Verheiratet, zwei Kinder, Jahrgang 1962, Pastoralassistentin bis 2010

- Glauben erleben und glauben lernen mit den Kindern und den Familien hier in der Pfarrei -

Fr. Heindl-Hoffmann kümmerte sich in unserer Pfarrei um die Familiengottesdienste, die Kinderbibeltage, die Erstkommunion-Vorbereitung und den Religionsunterricht an den Schulen.

 

 

Niemanden verachten – jeden achten – die Nächsten lieben

Schon wenige können oder wollen, was die Kirchenväter von einer Christin/einem Christen erwarten: niemanden verachten. Und dann noch mehr: jeden achten, die Menschen mögen, mit all ihren Peinlichkeiten und Fehlern.

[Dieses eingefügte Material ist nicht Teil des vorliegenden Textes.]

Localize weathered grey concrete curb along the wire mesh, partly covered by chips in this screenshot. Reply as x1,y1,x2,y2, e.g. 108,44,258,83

Das könnte - so vermuten Elisabeth Heindl-Hoffmann und ich – das Kriterium für gute Seelsorger sein. Die Nächsten lieben, das Gebot des Alten Testaments, ist dann schon die hohe Kunst? Kurzum: Frau Heindl-Hoffmann wird unserer Pfarrgemeinde sehr fehlen.
  Zehn Jahre lang hat sie das Leben in Fronleichnam geprägt. Viele Menschen, auch die, die sonst wenig mit der alltäglichen Kirche zu tun haben, werden sich ein Leben lang an ihre Erstkommunionvorbereitung erinnern – dank eines 1A – Konzepts, das Frau Heindl-Hoffmann zusammen mit Pfarrer Joseph und vielen Mitarbeiterinnen verwirklichte, an die  Familiengottesdienste, die Gefühl und auch, das ist eher selten, Verstand von Alt und Jung ansprachen. Sie und andere werden sich erinnern an ihr offenes Herz und Ohr für die Nöte der Menschen, ihre aktive Parteinahme für Benachteiligte und ihr unerschrockenes Eintreten für Gerechtigkeit. Stopp! Das liest sich jetzt ja wie ein Antrag auf einen Heiligsprechungsprozess. Doch wenn es Frau Heindl-Hoffmann allzu dick aufgetragen findet, wird sie mich anrufen und wir werden wie so oft herzlich lachen. Darauf freue ich mich.